Three words guide our recent work on how to expand the ways that technology can be used for teaching and learning in schools and colleges:

  • Digital = online/web based 

  • Choice = opportunities for users to make decisions for themselves 

  • Boards = surfaces on which materials are placed 

Put these words together, and you get “Digital Choice Boards,”— online collections of materials that give students and teachers autonomy and agency. To date we have published more than 35 digital choice boards, which have been viewed and used by tens of thousands of educators, learners, and community members around the country and the globe. You can access them in our Digital Choice Boards and Interactive Learning Materials collection in ScholarWorks.

Image
Photo of faculty member Torrey Trust.
Torrey Trust

The idea for digital choice boards started in 2018 when the launch of the new Massachusetts eighth grade civics and government standards coincided with the University of Massachusetts W.E.B. Du Bois Library’s open education initiative. Inspired by the move toward access materials, and with the support of the university’s Public Service Endowment Grant, we embarked on a mission to create a brand-new open educational resource (OER), in the form of an eBook, that would help social studies/history teachers across the state implement each of the state’s 50 civics and government standards. The eBook, titled Building Democracy for All: Interactive Explorations of Government and Civic Learning, features chapters for each standard that encourage students to investigate as a historian, uncover hidden histories and untold stories, and participate in civic engagement discussions and activities.  

We published Building Democracy for All in early 2020. At the same time, the COVID-19 pandemic swept over the world, causing tumultuous shifts in teaching and learning. We began seeing pleas from educators on social media for the need for digital resources and learning activities for their remote, online, and HyFlex classes, and wondered how we could take our 700+ page Building Democracy for All eBook and turn it into something that teachers could use right away. So, we turned to the concept of a digital choice board. A choice board is “a graphic organizer that allows students to choose different ways to learn about a particular concept” (Reinken, 2012, para. 1). Digital versions of choice boards can feature hyperlinks to websites, videos, and other educational resources that can activate and deepen student thinking and learning.  

Image
Photo of faculty member Robert Maloy.

Our first choice board, inspired by the Black Lives Matter movement that was resurging during the pandemic, was called “Black Lives Matter: Historical Explorations for Students and Teachers” and became part of our “Racial Justice and Black Lives Matter” learning pathway in the Building Democracy for All eBook. We posted the choice board on Twitter and Facebook— two popular professional development tools for K-12 teachers (Trust et al., 2016)— and it had thousands of views and hundreds of shares within a single day. This cemented the fact that teachers were in dire need of digital learning activities and resources that they could use to motivate student learning during emergency remote teaching.  
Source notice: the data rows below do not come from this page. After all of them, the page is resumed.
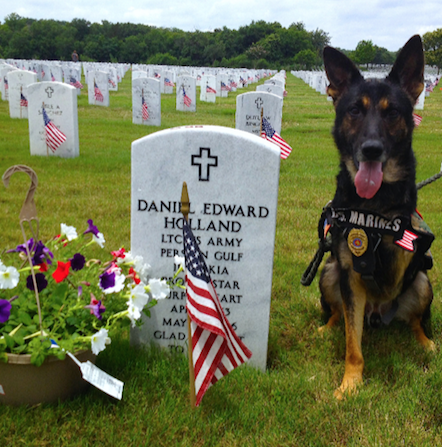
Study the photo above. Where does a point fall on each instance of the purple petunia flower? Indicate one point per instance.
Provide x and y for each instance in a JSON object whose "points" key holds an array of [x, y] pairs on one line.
{"points": [[5, 310], [96, 307], [91, 228], [42, 254], [77, 262], [107, 280], [22, 248], [41, 280]]}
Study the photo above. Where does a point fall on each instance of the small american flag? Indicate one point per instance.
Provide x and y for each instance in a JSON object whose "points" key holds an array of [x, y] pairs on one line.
{"points": [[75, 83], [417, 119], [186, 98], [23, 101], [407, 240], [271, 135], [144, 112], [54, 136], [97, 93], [224, 87], [216, 349]]}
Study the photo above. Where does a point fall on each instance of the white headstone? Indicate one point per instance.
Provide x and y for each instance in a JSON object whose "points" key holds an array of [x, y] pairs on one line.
{"points": [[248, 111], [232, 215], [186, 94], [18, 81], [60, 104], [146, 91]]}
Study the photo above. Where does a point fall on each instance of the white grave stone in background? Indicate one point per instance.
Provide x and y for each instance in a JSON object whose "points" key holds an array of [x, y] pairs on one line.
{"points": [[18, 81], [168, 82], [232, 179], [248, 111], [60, 103], [186, 94], [271, 88], [149, 91], [98, 80], [208, 88], [4, 70]]}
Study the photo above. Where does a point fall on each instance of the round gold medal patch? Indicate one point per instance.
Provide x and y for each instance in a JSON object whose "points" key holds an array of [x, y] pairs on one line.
{"points": [[357, 241]]}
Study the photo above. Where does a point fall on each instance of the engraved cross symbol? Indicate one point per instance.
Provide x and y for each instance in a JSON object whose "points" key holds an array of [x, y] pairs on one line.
{"points": [[49, 91], [204, 161]]}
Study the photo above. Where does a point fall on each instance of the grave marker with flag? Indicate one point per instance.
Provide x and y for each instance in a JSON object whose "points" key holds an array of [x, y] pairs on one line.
{"points": [[214, 347]]}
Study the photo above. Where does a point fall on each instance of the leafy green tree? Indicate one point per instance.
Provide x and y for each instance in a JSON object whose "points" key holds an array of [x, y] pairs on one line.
{"points": [[432, 42], [364, 53]]}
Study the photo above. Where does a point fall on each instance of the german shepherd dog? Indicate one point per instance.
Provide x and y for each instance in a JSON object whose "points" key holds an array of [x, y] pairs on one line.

Since then, we have continued to design digital choice boards for educators on a range of topics— some related to the Building Democracy for All eBook, others related to current events like the Ukraine-Russia Conflict and the 2022 World Cup. These choice boards are designed to engage students in critical thinking, creative knowledge construction, and critical media literacy activities as they explore connections between the past, present, and future. Each of these choice boards is published with a Creative Commons (CC) license to indicate that educators can freely use, remix, and share the choice board if they abide by the CC BY-NC-SA license (which requires them to give attribution and not use the choice boards for commercial purposes).  

We opted for open access digital choice boards because they democratize learning—giving choice to students and teachers for how to use them, along with access to multimodal, multicultural resources that guide explorations of key issues facing local and global communities. In just a short time, we have seen how digital choice boards can propel deeper learning and give everyone in schools and colleges tools to expand their thinking and guide their actions as members of society.